Madigan notes that having fewer nurses has meant delays in elective surgeries, longer waiting times in the ED and the need to move patients to another hospital so that patients with more serious illness could be treated at UNC Medical Center.
“It’s exhausting for our nurses who are working at full capacity, all the time, without a lot of breathing room,” she says. With fewer nurses, the patient-nurse ratio may be higher, creating significant work stress for the nurse. That stress can create a snowball effect with nurses becoming weary and leaving the job.
The shortage may impact patients. “If you’re a patient in a bed, and you press the call bell, you want a response within a couple minutes,” says Wolak. “That response may take a lot longer if hospitals don’t have enough nurses.”

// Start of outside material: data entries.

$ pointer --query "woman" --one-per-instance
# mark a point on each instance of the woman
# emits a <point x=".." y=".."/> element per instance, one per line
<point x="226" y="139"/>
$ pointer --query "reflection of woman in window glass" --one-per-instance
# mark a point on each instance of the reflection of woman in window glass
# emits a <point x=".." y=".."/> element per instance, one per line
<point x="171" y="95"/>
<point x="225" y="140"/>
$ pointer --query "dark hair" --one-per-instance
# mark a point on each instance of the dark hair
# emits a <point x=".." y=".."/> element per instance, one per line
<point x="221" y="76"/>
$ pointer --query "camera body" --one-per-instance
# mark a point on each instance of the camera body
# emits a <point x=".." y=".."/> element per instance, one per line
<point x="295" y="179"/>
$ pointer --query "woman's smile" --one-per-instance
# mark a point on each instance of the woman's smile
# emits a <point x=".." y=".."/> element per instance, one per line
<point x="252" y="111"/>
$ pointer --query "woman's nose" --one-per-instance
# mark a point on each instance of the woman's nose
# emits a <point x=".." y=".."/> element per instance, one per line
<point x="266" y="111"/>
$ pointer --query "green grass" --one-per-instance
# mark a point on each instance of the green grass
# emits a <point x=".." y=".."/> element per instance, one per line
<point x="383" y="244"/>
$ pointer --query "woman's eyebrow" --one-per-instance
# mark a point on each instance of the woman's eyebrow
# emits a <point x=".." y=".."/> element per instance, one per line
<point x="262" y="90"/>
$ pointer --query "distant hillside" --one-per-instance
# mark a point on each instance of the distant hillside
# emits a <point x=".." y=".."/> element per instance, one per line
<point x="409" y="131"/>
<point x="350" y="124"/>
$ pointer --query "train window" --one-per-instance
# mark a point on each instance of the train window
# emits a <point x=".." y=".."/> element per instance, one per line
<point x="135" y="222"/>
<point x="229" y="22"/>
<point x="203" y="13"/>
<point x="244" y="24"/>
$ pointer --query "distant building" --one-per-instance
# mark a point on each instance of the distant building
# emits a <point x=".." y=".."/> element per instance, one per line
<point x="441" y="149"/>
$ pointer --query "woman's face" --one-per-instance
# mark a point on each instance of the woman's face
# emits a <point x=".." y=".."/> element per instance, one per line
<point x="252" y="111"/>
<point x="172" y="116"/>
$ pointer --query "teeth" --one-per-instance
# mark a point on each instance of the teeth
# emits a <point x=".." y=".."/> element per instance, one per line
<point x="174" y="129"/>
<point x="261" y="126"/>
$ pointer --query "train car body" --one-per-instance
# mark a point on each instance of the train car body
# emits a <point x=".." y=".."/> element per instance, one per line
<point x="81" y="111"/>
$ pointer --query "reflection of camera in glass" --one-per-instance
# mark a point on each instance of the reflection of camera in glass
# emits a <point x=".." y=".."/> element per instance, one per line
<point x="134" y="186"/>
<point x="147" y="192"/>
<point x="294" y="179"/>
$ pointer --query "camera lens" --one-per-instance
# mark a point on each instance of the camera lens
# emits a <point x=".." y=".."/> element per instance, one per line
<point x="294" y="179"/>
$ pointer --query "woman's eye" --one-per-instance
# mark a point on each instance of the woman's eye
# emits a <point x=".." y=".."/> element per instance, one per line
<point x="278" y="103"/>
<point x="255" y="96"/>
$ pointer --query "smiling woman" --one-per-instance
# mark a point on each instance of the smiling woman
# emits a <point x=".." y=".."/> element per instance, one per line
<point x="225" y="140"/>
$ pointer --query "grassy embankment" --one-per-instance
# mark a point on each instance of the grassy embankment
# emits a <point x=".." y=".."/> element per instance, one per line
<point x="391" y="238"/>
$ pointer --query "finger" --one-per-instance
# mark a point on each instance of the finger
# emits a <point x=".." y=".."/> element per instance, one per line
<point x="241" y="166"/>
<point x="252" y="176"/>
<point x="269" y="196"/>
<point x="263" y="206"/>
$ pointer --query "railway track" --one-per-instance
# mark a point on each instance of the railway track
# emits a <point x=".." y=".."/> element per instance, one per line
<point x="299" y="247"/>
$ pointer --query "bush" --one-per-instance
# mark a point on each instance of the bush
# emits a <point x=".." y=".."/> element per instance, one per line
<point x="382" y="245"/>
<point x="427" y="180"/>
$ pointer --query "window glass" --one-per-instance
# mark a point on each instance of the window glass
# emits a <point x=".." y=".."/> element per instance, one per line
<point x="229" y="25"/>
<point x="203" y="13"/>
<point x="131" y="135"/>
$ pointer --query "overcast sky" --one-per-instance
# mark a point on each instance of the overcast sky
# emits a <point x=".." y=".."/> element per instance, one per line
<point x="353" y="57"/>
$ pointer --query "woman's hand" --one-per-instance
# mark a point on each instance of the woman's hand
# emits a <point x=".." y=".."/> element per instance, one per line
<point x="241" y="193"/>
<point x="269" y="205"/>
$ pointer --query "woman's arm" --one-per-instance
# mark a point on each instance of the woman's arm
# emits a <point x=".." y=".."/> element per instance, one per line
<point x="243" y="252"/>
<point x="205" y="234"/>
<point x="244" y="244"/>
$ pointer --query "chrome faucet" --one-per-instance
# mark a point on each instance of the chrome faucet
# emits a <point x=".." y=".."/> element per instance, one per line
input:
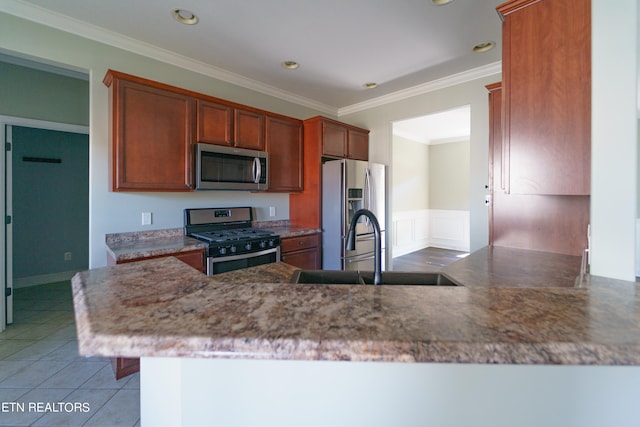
<point x="351" y="241"/>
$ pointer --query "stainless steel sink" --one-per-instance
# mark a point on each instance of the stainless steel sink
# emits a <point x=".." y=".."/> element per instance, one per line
<point x="337" y="277"/>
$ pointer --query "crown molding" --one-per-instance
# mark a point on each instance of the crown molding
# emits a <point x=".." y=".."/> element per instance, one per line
<point x="73" y="26"/>
<point x="64" y="23"/>
<point x="452" y="80"/>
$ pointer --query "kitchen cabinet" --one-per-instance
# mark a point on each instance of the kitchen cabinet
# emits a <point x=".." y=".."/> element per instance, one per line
<point x="221" y="124"/>
<point x="358" y="145"/>
<point x="334" y="139"/>
<point x="340" y="140"/>
<point x="548" y="223"/>
<point x="249" y="129"/>
<point x="546" y="63"/>
<point x="302" y="251"/>
<point x="286" y="160"/>
<point x="323" y="138"/>
<point x="214" y="123"/>
<point x="150" y="131"/>
<point x="154" y="127"/>
<point x="124" y="366"/>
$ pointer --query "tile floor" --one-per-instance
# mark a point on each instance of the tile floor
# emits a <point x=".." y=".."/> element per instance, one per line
<point x="40" y="366"/>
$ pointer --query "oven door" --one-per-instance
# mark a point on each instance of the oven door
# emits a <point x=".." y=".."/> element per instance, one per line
<point x="217" y="265"/>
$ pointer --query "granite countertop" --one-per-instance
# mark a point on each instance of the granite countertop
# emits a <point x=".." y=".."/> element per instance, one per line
<point x="144" y="244"/>
<point x="162" y="307"/>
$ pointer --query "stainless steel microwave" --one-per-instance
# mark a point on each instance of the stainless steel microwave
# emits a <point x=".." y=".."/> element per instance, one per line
<point x="229" y="168"/>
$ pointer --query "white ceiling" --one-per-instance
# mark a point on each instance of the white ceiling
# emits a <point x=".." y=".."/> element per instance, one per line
<point x="438" y="128"/>
<point x="340" y="44"/>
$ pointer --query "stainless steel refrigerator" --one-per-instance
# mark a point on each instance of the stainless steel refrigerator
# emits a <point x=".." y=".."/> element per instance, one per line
<point x="347" y="186"/>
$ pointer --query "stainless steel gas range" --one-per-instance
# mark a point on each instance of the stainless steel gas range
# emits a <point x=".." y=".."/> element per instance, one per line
<point x="233" y="243"/>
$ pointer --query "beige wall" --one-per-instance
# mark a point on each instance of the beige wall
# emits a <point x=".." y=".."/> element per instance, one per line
<point x="379" y="120"/>
<point x="120" y="212"/>
<point x="449" y="176"/>
<point x="411" y="177"/>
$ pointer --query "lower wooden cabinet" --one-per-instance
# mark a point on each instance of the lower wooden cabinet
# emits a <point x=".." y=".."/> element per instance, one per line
<point x="123" y="366"/>
<point x="302" y="251"/>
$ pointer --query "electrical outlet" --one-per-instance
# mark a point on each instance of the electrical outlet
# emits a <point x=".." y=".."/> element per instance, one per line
<point x="146" y="218"/>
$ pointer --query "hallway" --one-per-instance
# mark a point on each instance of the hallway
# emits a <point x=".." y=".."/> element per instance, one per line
<point x="40" y="365"/>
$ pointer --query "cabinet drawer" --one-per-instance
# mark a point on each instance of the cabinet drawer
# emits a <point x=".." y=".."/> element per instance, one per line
<point x="300" y="242"/>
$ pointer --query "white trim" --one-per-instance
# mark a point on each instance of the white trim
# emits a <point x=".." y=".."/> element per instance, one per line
<point x="43" y="66"/>
<point x="6" y="256"/>
<point x="43" y="124"/>
<point x="67" y="24"/>
<point x="455" y="79"/>
<point x="419" y="229"/>
<point x="43" y="279"/>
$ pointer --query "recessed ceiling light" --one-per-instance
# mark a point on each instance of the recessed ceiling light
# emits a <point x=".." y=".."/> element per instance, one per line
<point x="290" y="65"/>
<point x="184" y="16"/>
<point x="483" y="47"/>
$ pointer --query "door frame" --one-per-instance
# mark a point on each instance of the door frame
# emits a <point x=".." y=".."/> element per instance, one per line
<point x="6" y="272"/>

BUILDING THE NURSING WORKFORCE
The UNC School of Nursing is carefully studying these looming shortages and is preparing to tackle them through both traditional and innovative means, including increased enrollment in its top-ranked programs, RN refresher programs, accelerated PhD programs to train new faculty, and unique partnerships with health care systems.

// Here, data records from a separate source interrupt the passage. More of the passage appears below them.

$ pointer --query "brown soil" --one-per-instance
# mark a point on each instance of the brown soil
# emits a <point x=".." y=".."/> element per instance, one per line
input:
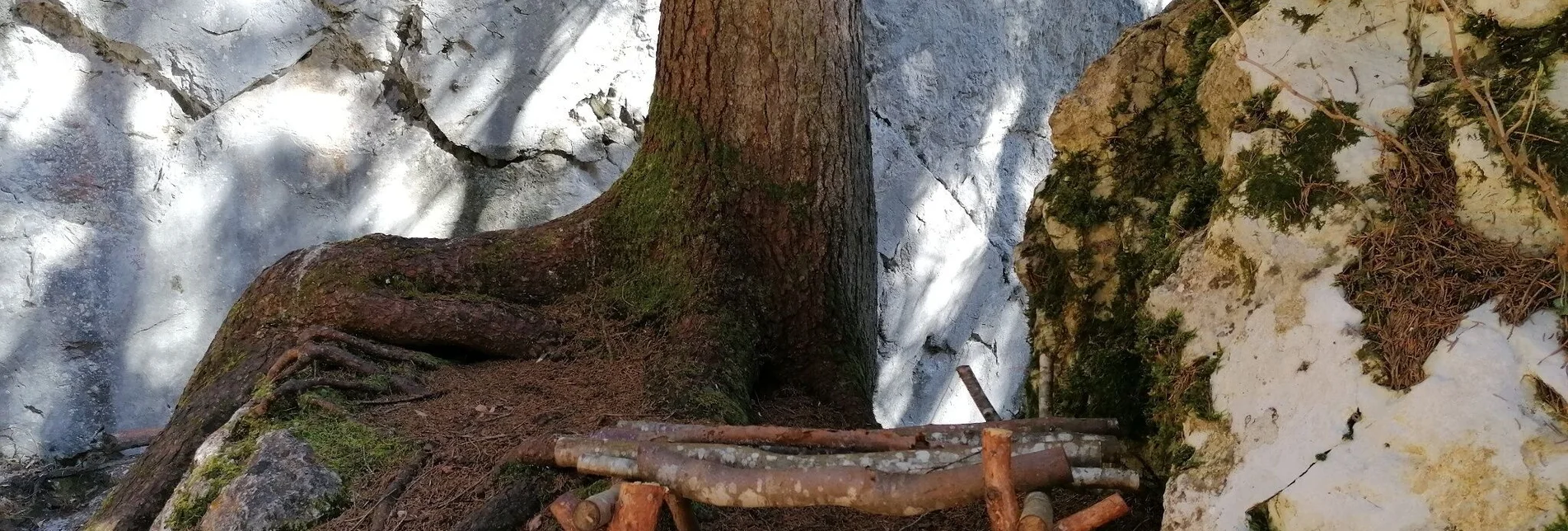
<point x="488" y="407"/>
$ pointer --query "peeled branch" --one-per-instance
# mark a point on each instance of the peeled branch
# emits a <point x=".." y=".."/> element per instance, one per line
<point x="597" y="511"/>
<point x="1001" y="500"/>
<point x="1081" y="449"/>
<point x="1037" y="513"/>
<point x="854" y="487"/>
<point x="639" y="506"/>
<point x="1097" y="515"/>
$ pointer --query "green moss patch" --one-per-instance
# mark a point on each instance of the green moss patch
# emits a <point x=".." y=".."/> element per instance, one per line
<point x="1288" y="187"/>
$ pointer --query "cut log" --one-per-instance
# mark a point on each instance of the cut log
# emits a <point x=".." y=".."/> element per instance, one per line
<point x="1037" y="513"/>
<point x="681" y="513"/>
<point x="828" y="486"/>
<point x="1081" y="449"/>
<point x="1097" y="515"/>
<point x="977" y="395"/>
<point x="639" y="506"/>
<point x="562" y="510"/>
<point x="1001" y="500"/>
<point x="913" y="437"/>
<point x="1106" y="478"/>
<point x="597" y="511"/>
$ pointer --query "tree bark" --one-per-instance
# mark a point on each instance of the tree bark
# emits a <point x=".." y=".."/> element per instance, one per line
<point x="743" y="232"/>
<point x="1037" y="514"/>
<point x="1001" y="500"/>
<point x="1097" y="515"/>
<point x="639" y="506"/>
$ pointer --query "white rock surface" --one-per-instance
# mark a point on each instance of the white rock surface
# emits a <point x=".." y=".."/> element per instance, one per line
<point x="143" y="190"/>
<point x="960" y="99"/>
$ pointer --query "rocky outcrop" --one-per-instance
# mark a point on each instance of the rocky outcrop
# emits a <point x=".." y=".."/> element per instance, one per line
<point x="1295" y="258"/>
<point x="960" y="95"/>
<point x="156" y="156"/>
<point x="283" y="487"/>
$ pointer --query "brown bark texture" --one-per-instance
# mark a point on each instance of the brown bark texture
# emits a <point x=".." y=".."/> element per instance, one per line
<point x="743" y="232"/>
<point x="562" y="510"/>
<point x="639" y="506"/>
<point x="1097" y="515"/>
<point x="996" y="463"/>
<point x="977" y="395"/>
<point x="1037" y="514"/>
<point x="595" y="511"/>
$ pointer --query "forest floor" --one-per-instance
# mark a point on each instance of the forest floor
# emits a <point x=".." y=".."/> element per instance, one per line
<point x="484" y="409"/>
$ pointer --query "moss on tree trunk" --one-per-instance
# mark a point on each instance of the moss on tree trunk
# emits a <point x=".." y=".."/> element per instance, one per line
<point x="743" y="234"/>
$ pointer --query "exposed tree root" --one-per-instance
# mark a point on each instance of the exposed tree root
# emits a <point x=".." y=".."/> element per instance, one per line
<point x="381" y="513"/>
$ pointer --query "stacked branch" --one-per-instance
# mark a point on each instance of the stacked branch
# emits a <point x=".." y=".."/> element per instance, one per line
<point x="896" y="472"/>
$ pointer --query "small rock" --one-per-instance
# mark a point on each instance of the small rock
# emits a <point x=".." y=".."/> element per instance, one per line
<point x="281" y="487"/>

“UNC has been a pioneer in creatively leveraging our academic-service partnership with UNC Health through the Hillman Scholars Program in Nursing Innovation,” says Jones. “This program is designed to prepare the next generation of PhD researchers – faculty and service leaders – who will influence health care early in their careers.” UNC Health leaders, including Jones, Madigan, and Wolak, have been integral to the success of this program.
While Carolina Nursing is committed to enrolling more nursing students, it faces frustrating physical limitations in doing so, including the size, condition, and outdated technology of its current facilities. To meet the projected demand for nurses by graduating more new nurses, Carolina Nursing is in the design phase of a new Nursing Education Building.
This world-class facility will increase the school’s overall space by 20,000 square feet and provide a modern structure complete with the latest technologies to better prepare students. The new building will enable an increase in class size each year, which means more Carolina Nurses entering the workforce each year to provide quality, compassionate care on the frontlines of our health care systems.
This story is featured in the fall 2022 issue of Carolina Nursing Quarterly.